Plus loin, dans un café algérois, un groupe de jeunes tombent des nues.
«Moi qui prévoyais de contracter un crédit pour acheter une voiture. Je suis vraiment choqué. Depuis des mois je me serre la ceinture. J’ai entamé les démarches nécessaires puis j’ai hésité. Et apparemment, chez-nous, il ne faut jamais hésiter», déplore Rachid, cadre moyen dans une entreprise publique.
Et son voisin de renchérir : «C’est malheureux que des décisions aussi importantes soient prises à quelques jours du mois sacré de Ramadhan. Les petits crédits, permettaient au moins, aux petites bourses de décorer la meida [table] du f’tour [repas]».
Mourad, le plus avertis du trio, a plutôt versé dans les interrogations : «Pourquoi a-t-on décidé de supprimer les crédits à la consommation ? Si cela à une relation avec le surendettement des ménages, il doit sûrement y avoir un autre moyen pour l’empêcher. Comment font les Occidentaux dans ce cas ? Au contraire, on n’arrête pas d’entendre sur les médias étrangers que la relance de l’économie dépendait de celle de la consommation. Ou alors, est-ce l’Etat qui est en difficulté ? Je ne pense pas, car la bonne santé financière du pays fait la une de toute la presse nationale. Dans tous les cas, je ne pense pas que les crédits impayés aient atteint les 3 000 milliards de DA détournés à la BEA».
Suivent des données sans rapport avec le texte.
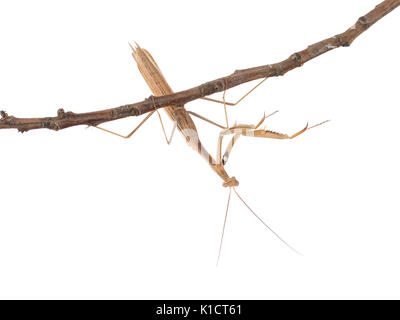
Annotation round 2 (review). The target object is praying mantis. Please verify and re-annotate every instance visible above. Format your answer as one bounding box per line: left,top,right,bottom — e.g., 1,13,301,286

Une vielle dame en hayek (voile traditionnel algérien, devenu assez rare il faut le signaler) passe devant les étals du marché «Tnache», elle tâte des doigts la marchandise exposée.
«Le crédit à la consommation, je connais. Mon mari travaille dans une entreprise publique depuis plus de 35 ans. Et ce n’est que depuis quelques années qu’on s’est permis d’acquérir le nécessaire en électroménager. Sans le crédit, cela aurait été impossible. Acheter un réfrigérateur, une cuisinière ou une télévision était un projet de plusieurs années. Maintenant, on s’est même permis un climatiseur. Et puis, c’est toujours grâce au crédit que j’ai pu marier mon fils», énumère-telle.
En lui annonçant la nouvelle de la suppression de ce genre de crédit, el hadja sursaute : «Comment vais-je faire pour mon second fils ?». La question restera sans réponse.